Hochschule Hochschul-Jusos: geplante Studiengebühren rassistisch
Die Studierenden-Gruppe der Hochschule Niederrhein erhebt schwere Vorwürfe gegen die neue Landesregierung in NRW. Krefelds Politik distanziert sich von Anschuldigungen.

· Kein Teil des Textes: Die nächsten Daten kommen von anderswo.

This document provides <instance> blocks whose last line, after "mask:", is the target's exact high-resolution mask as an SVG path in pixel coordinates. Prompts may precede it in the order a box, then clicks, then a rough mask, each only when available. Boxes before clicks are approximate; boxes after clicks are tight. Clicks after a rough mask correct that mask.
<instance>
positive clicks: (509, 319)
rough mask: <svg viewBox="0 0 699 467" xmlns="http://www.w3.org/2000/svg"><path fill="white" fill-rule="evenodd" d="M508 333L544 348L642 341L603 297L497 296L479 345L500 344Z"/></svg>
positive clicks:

Krefeld. Neue Landesregierung, neue Ideen? Vielleicht. Veränderungen soll es jedenfalls unter der jetzt bestätigten schwarz-gelben NRW-Koalition wieder in puncto Studiengebühren geben, natürlich auch in Krefeld. Am Montag haben der neue Ministerpräsident Armin Laschet (CDU) und FDP-Partner Christian Lindner den Koalitionsvertrag unterzeichnet, der unter anderem eine Wiedereinführung der Studiengebühren vorsieht — und zwar ausschließlich für Nicht-EU-Bürger. 1500 Euro pro Semester sollen Menschen, die zum Studieren an eine NRW-Hochschule und nicht aus Europa kommen, künftig zahlen.
Scharfe Kritik gibt es dafür von den Jusos der Hochschule Niederrhein um Sprecher Cristian Delgado. Die Jusos, deren festen Kern er mit etwa zehn Mitgliedern beziffert, bezeichnen die Pläne als „neoliberale Form von ,Ausländer raus’“, „rassistisch und menschenverachtend“ und forderten die Landtagsabgeordneten der Krefelder und Mönchengladbacher CDU gestern in einer Pressemitteilung auf, „sich ebenfalls gegen Studiengebühren auszusprechen und gegen die Wahl von Herrn Laschet als neuen Ministerpräsidenten zu stimmen“.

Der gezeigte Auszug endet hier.